Los únicos que han puesto el grito en el cielo son los publicitarios, que consideran la medida un atropello a la libre iniciativa y a la creatividad. La verdad es que existen otras muchas prioridades que no pueden esperar para mejorar la vida de millones de personas. Hay demasiadas imágenes que contaminan mi retina, mucho más que los carteles pringosos en las paredes y la publicidad estática, pero no seré yo quien mueva un dedo sobre este teclado para defender el derecho de los publicitarios a bombardearnos con sus mensajes. Porque, ¿limitando la publicidad nos perdemos algo realmente importante? ¿Acaso dependemos de la publicidad para experimentar los límites del lenguaje, para desde el equívoco, la metáfora y el juego verbal desatar las amarras de los significados y crear otros mundos posibles? ¿No estará, en realidad, el lenguaje publicitario “contaminando” también otros lenguajes, en un mundo en el que las relaciones sociales se asimilan cada vez más a las de compra-venta?

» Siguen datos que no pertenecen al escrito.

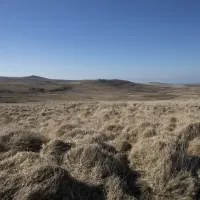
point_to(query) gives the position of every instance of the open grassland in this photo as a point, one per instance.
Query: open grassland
(100, 151)
(37, 89)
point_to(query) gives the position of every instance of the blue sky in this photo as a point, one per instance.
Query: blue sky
(137, 40)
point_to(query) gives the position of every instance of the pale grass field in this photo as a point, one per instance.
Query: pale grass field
(100, 150)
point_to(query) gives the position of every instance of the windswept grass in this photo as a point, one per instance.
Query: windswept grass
(100, 151)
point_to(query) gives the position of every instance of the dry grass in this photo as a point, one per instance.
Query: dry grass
(103, 151)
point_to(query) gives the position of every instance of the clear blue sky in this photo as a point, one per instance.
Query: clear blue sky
(137, 40)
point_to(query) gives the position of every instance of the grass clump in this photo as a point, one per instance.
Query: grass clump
(22, 141)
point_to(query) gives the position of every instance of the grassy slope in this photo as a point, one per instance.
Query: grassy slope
(105, 151)
(33, 89)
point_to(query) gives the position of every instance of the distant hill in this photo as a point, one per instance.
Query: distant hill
(35, 88)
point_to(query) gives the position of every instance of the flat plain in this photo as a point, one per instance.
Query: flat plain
(99, 139)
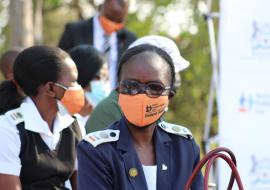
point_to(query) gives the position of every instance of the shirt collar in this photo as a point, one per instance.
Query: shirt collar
(34, 122)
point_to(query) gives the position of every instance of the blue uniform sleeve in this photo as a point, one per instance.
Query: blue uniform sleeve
(198, 182)
(93, 173)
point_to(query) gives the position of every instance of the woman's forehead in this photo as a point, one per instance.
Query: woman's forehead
(145, 67)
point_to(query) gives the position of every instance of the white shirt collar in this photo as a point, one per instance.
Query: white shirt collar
(34, 122)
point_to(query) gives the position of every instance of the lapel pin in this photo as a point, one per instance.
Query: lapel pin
(164, 167)
(133, 172)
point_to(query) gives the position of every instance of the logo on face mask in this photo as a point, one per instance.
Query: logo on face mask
(133, 108)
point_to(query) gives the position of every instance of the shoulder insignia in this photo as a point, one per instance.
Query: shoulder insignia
(175, 129)
(98, 137)
(14, 116)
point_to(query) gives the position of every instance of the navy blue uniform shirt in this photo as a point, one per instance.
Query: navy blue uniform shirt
(115, 165)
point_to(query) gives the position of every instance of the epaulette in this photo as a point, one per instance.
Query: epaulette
(175, 129)
(98, 137)
(14, 116)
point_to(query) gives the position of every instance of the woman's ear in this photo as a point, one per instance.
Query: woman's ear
(49, 86)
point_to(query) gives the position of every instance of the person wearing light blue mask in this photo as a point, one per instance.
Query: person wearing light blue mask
(91, 71)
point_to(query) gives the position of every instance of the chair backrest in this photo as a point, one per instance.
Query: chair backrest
(208, 159)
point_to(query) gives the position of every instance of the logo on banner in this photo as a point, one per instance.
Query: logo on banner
(260, 173)
(260, 38)
(245, 103)
(256, 102)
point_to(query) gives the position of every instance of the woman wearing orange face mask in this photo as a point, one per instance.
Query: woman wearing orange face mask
(37, 142)
(142, 151)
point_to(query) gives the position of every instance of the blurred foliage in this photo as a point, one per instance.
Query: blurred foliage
(189, 106)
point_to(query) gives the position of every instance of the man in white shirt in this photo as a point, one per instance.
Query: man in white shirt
(105, 31)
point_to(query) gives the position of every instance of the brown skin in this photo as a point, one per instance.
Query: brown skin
(115, 10)
(87, 108)
(47, 106)
(146, 67)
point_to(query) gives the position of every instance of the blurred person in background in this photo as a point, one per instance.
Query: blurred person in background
(7, 62)
(141, 150)
(37, 141)
(108, 111)
(6, 65)
(90, 65)
(105, 31)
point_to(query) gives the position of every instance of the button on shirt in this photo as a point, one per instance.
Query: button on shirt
(99, 40)
(10, 144)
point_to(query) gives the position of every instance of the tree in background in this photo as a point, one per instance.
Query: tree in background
(181, 20)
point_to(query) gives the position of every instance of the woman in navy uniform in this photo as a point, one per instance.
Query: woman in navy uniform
(142, 151)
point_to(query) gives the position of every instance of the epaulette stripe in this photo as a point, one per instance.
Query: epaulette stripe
(175, 129)
(99, 137)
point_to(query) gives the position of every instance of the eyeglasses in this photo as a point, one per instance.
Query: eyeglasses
(152, 89)
(70, 88)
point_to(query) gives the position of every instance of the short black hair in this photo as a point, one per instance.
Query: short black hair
(36, 66)
(7, 60)
(33, 67)
(129, 53)
(88, 61)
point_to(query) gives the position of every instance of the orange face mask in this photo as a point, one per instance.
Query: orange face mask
(73, 99)
(141, 110)
(110, 26)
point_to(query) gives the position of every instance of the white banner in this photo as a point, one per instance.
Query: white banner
(244, 94)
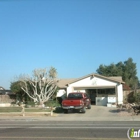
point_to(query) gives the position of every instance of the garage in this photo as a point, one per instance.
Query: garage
(103, 91)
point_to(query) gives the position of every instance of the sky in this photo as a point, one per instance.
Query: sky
(74, 36)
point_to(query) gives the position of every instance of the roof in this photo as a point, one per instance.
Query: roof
(126, 87)
(1, 88)
(64, 82)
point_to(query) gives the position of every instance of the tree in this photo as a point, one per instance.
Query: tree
(20, 94)
(41, 86)
(127, 70)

En fin, imagino que no era esa la razón de semejante medida legislativa, pero São Paulo al desnudo me parece estar más abierta a otras posibilidades de intervención ciudadana, donde el desarrollo de la creatividad no dependa únicamente de las necesidades del mercado.
2007-09-26 12:57
Qué bueno el artículo. Ya querrían la mayor parte de los medios disponer de un análisis así. Parabens, y hasta la próxima.
2008-12-30 08:12
Nuevamente confirmo lo que pensaba hace rato sobre la literatura al servicio de lo cotidiano, de lo urgente y con la capacidad de ser universal y contemporánea.